如果我正确理解问题的更新版本,这可以使用 non-equi join 和后续解决聚合:
library(data.table)
# non-equi join
df[df2, on = .(Date <= Date1, Stop.Date > Date1), allow = TRUE][
# aggregation
, .(sumRec = sum(Rec)), by = .(Date, ID, Name)]

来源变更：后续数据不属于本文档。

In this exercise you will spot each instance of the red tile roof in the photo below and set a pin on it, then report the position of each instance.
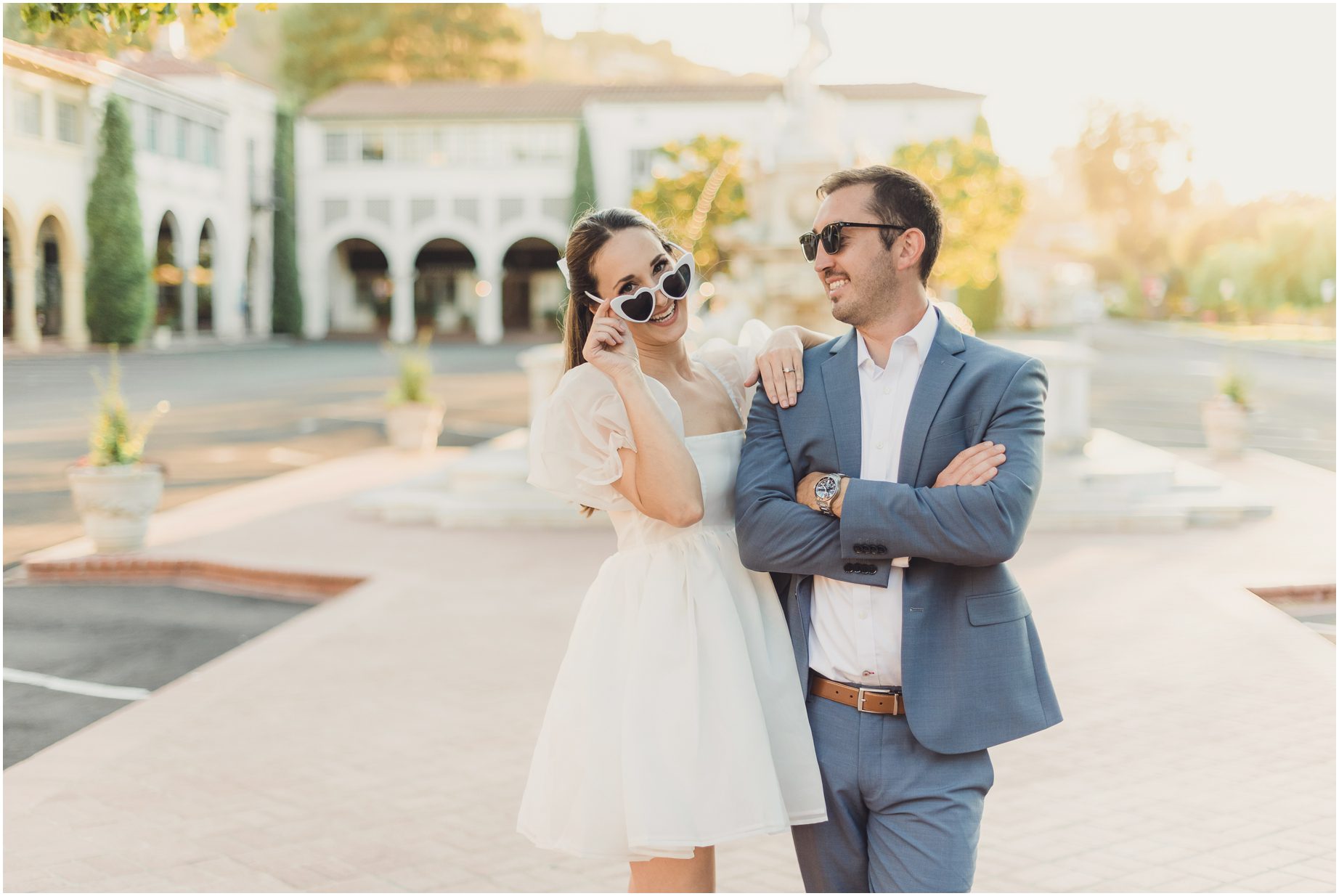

Date ID Name sumRec 1: 1999-12-29 BMG4593F1389 ING FM 2 2: 1999-12-29 BMG4593F1389 Permission Denied 128064 3 3: 1999-12-29 BMG4593F1389 Permission Denied 2880 2 4: 1999-12-29 BMG4593F1389 Permission Denied 32 3 5: 1999-12-29 BMG4593F1389 Permission Denied 888 3 6: 1999-12-29 BMG526551004 Permission Denied 2880 3 7: 1999-12-30 BMG4593F1389 ING FM 2 8: 1999-12-30 BMG4593F1389 Permission Denied 128064 3 9: 1999-12-30 BMG4593F1389 Permission Denied 2880 2 10: 1999-12-30 BMG4593F1389 Permission Denied 32 3 11: 1999-12-30 BMG4593F1389 Permission Denied 888 3 12: 1999-12-30 BMG526551004 Permission Denied 2880 3 13: 1999-12-31 BMG4593F1389 ING FM 2 14: 1999-12-31 BMG4593F1389 Permission Denied 128064 3 15: 1999-12-31 BMG4593F1389 Permission Denied 2880 2 16: 1999-12-31 BMG4593F1389 Permission Denied 32 3 17: 1999-12-31 BMG4593F1389 Permission Denied 888 3 18: 1999-12-31 BMG526551004 Permission Denied 2880 3 19: 2000-01-01 BMG4593F1389 ING FM 2 20: 2000-01-01 BMG4593F1389 Permission Denied 128064 3 21: 2000-01-01 BMG4593F1389 Permission Denied 2880 2 22: 2000-01-01 BMG4593F1389 Permission Denied 32 3 23: 2000-01-01 BMG4593F1389 Permission Denied 888 3 24: 2000-01-01 BMG526551004 Permission Denied 2880 3 25: 2000-01-02 BMG4593F1389 ING FM 2 26: 2000-01-02 BMG4593F1389 Permission Denied 128064 3 27: 2000-01-02 BMG4593F1389 Permission Denied 2880 2 28: 2000-01-02 BMG4593F1389 Permission Denied 32 3 29: 2000-01-02 BMG4593F1389 Permission Denied 888 3 30: 2000-01-02 BMG526551004 Permission Denied 2880 3 31: 2000-01-03 BMG4593F1389 ING FM 2 32: 2000-01-03 BMG4593F1389 Permission Denied 128064 3 33: 2000-01-03 BMG4593F1389 Permission Denied 2880 2 34: 2000-01-03 BMG4593F1389 Permission Denied 32 3 35: 2000-01-03 BMG4593F1389 Permission Denied 888 3 36: 2000-01-03 BMG526551004 Permission Denied 2880 3 Date ID Name sumRec
请注意,我在直接使用 structure(...) 中提供的 df 时遇到了一条奇怪的错误消息。调用后错误消息消失
df <- as.data.table(df)
说明
我是 asked 来解释 non-equi join 是如何工作的。 Non-equi 联接 是data.table 联接的扩展。 data.table 是一个增强基础 R 的包 data.frame。
在这里,我们将 df2 与 df 右连接,即我们希望在结果中看到 df2 的所有行与 df 中的匹配项,但只有那些其中 Date1(来自 df2)位于 Date 和 Stop.Date(来自 df)之间,准确地说是 Date <= Date1 < Stop.Date。由于有很多可能的匹配项,我们需要使用 allow.cartesian = TRUE.
用户那里有一个video of Arun's talk! 2016 年国际 R 用户会议介绍 Efficient in-memory non-equi joins using data.table.